Der Klimaschutz, der Wald als gigantischer CO2-Speicher und der Schädlingsbefall, aber auch die Rente, das Ergebnis der Europawahl und die Mobilität auf dem flachen Land. Allesamt Themen, mit denen Anja Weisgerber (CSU) während ihrer dreitätigen Wanderung "Mit Anja auf Tour" konfrontiert war.

Was der Politikerin aufgefallen ist, das ist das Fehlen von Berührungsängsten. Natürlich waren die Themen nicht immer die Angenehmsten, denn wie erklärt man dem Bürger eine EU-Kommissionspräsidenten Ursula von der Leyen und eine Verteidigungsministerin Annegret Kramp-Karrenbauer. Wichtig war Vielen auch der Klimaschutz und der Wald. Ein Wald leistet einen "enormen Beitrag, um die Klimaerwärmung einzudämmen", so Weisgerber, aber der Wald leide gerade unter Trockenheit und Schädlingsbefall. "Hier hat das Bundeslandwirtschaftsministerium Unterstützung angekündigt, und wir haben uns als Ziel gesetzt, den Waldumbau zu forcieren, um seine Widerstandsfähigkeit gegen den Klimawandel zu erhöhen."
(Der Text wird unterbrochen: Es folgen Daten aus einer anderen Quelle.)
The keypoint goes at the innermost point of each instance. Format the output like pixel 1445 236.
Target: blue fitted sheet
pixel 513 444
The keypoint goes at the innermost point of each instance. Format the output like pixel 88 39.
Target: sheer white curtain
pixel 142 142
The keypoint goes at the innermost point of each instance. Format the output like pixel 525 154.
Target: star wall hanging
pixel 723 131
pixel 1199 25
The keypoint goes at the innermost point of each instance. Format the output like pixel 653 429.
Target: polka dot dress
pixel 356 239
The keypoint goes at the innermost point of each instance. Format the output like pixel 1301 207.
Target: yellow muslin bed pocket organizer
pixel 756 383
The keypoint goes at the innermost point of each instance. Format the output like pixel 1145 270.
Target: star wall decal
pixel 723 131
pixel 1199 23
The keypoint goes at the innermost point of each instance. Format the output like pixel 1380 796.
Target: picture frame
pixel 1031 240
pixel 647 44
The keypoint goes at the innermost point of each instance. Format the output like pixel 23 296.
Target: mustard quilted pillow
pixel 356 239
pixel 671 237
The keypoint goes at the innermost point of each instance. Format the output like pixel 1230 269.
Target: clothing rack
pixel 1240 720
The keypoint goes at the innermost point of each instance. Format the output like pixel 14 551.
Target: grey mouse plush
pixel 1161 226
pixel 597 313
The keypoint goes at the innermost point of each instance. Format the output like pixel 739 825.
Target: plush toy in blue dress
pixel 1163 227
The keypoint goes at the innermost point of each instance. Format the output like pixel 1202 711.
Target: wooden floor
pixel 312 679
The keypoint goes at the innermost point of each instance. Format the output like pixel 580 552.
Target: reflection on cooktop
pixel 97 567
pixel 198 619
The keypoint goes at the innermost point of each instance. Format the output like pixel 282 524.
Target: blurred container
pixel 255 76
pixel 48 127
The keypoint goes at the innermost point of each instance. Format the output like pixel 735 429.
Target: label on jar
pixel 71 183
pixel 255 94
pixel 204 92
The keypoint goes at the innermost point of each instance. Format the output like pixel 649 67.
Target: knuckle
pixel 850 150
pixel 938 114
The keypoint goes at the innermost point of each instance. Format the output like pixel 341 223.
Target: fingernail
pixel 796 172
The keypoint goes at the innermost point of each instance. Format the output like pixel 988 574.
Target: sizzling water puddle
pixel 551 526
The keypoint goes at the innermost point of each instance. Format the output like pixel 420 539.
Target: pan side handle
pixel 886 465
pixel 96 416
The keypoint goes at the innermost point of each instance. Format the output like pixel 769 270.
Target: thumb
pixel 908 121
Begonnen hatte die Tour am Freitag mit einem Rundkurs um Stadtlauringen über Mailes und Oberlauringen (11 Kilometer), am Samstag war Gernach Start und Ziel, mit der Zwischenstation Kolitzheim (10). Sonntag war Prichsenstadt an der Reihe, es ging über Kirchschönbach und Ilmbach (Kaffee im Jagdschloss) zurück nach Prichsenstadt (12). Die Besonderheit hier: Weisgerbers Abgeordneten-Vorgänger Michael Glos lebt in Prichsenstadt, und auf seiner "Tour de Glos" hatte er seinen Heimatort immer ausgelassen. "Warum soll ich da hin, da kennen mich die Leute doch", zitierte Weisgerber den Bundeswirtschaftsminister a. D.. "Ich war schon einige Male privat hier, auch zum Essen, aber noch nicht offiziell", begründete Weisgerber, warum es gerade Prichsenstadt sein musste.

Dort empfing der Nachtwächter Herrmann Schlossnagel die Wandergruppe und weihte sie auf dem Weg zum Schlusshock, dem Gasthof Storch, und auch beim Essen in die Besonderheiten seines Ortes ein. "Schön, dass in vielen Orten eine Tradition hochgehalten wird, wie hier in Prichsenstadt der Nachtwächter", schwärmte die Politikerin. Und während ihre Tochter ein bereitgestelltes Sofa zu ihrem Erschöpfungs-Schlafplatz auserkoren hatte und ihr Sohn ausgelassen durch den Innenhof tollte, genossen Weisgerber und ihre gut 30 Wandergenossen das Essen.